Conscience and Disagreements on Social Teachings

Fr. Mark A. Pilon

There is much confusion today about the obligations of Catholics towards positions on political matters taken by individual bishops or conference of bishops or even the pope himself.

Such positions are often referred to as part of the Church’s social teaching, which can be very misleading. Some confessors, myself included, increasingly encounter devout Catholics who ask if they are guilty of sin because they disagree with bishops or the pope on issues such as U.S. immigration policy, Obamacare, the death penalty, etc. My response is to assure them that they are not guilty of sin for such disagreements. But they have a duty to be informed on such issues and to respect the opinions and persons of those with whom they disagree, including Church leaders.

In Catholic social teaching, fundamental moral and social principles are binding. They then have to be applied to complex practical problems. In concrete cases, the principles are more remote than the first principles of the natural law. And when it comes to their application, we are generally not dealing with the same kind of certitude that we find when primary moral principles are applied to personal moral acts.

To suggest that political positions taken by a bishops’ conference – based upon their reading of practical situations related to economic policies, the environment, immigration policies and such things – are equivalent to doctrinal pronouncements binding on Catholic conscience is quite misleading.

For instance, if a Bishops’ Conference says that building a wall is a bad idea, or – as a couple of individual bishops have written – is an irrational or useless policy, these are political positions plain and simple. They are not doctrinal pronouncements, and they definitely do not bind in conscience. They simply represent the political opinion of this or that bishop or this or that conference on a particular social, political, or economic issue. Catholics are totally free to reject them if, after careful consideration, they find them lacking.

John L. Allen Jr., a respected journalist who generally writes for a couple of liberal Catholic publications, wrote about Judge Neil Gorsuch, newly nominated by President Trump for the Supreme Court: “Considered a reliable conservative on most issues, Gorsuch seems likely to align with the Catholic Church’s positions [my italics] on many matters but create possible heartburn on others.” Allen is referring here to what he calls social teaching issues, and he lumps together abortion and religious freedom on the positive side, and the death penalty and immigration on the “heartburn” side. The assumption here, unfortunately, is that all these positions are morally grounded in ways that have the same moral weight and degree of certitude in their application. That’s a mistaken assumption.
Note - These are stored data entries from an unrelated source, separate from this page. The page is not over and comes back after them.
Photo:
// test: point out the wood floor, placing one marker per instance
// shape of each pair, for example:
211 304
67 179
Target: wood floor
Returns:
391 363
Allen would probably not say that the bishops’ positions on matters like immigration, healthcare, and the death penalty are as equally grounded in magisterial teachings as are the bishops’ positions on abortion and religious freedom. The latter positions are clearly based upon magisterial teaching that is irreformable and exceptionless in application. The former are, at most, based on their specific understanding of how certain social principle should be applied in a particular and very complex situation. In short, these are political positions, like being for or against some criminal sentencing policy, or for or against government control over heath care.

When Allen says that Judge Gorsuch’s previous immigration and death penalty decisions disagree “with both the Vatican’s and the U.S. bishops’” views, and identifies these positions as “the Catholic Church’s positions,” what can he possibly mean? These positions are not magisterial positions as such, and do not claim to be doctrinal or necessary applications of Catholic social teaching – that is, positions of the whole Catholic Church, which is what is implied.

The fact is that Allen can only be speaking about the political positions of the U.S. Bishops’ Conference (and not even of each and every bishop), and the political position of Pope Francis and some of his Curia, but hardly the position of the universal Church. To speak of “the Catholic Church’s positions,” then, is totally misleading since it excludes from “the Catholic Church” all those Catholics who have their own political position on an issue where they are not bound in conscience.

You can, for instance, support the death penalty, if you judge that there is no effectively practical way of safeguarding the common good. Even St. John Paul II’s proposed development in the Magisterium – that the death penalty be used as rarely as possible – allows for such prudential judgments.

Moreover, the moral duty of judges, including Catholic judges, assuming they are not dealing with an issue that is governed by an absolute, exceptionless moral principle, is to interpret and apply the law accurately and fairly according to the intention of the legislature that created the law. Their job is not to agree with some political positions, not even their own, but to be faithful to the law itself. If the law cannot be faithfully applied without violating the judge’s conscience, then the only moral recourse is resignation.

So the “positions” of the loosely defined “Catholic Church,” which really amount to some leaders in the Catholic Church, are not necessarily relevant and are non-binding on the Catholic faithful. Such positions should be considered – as should other positions and a broad range of factors – in forming our consciences. But to suggest that they are in fact binding on Catholics who have come to informed disagreement is not theologically sustainable.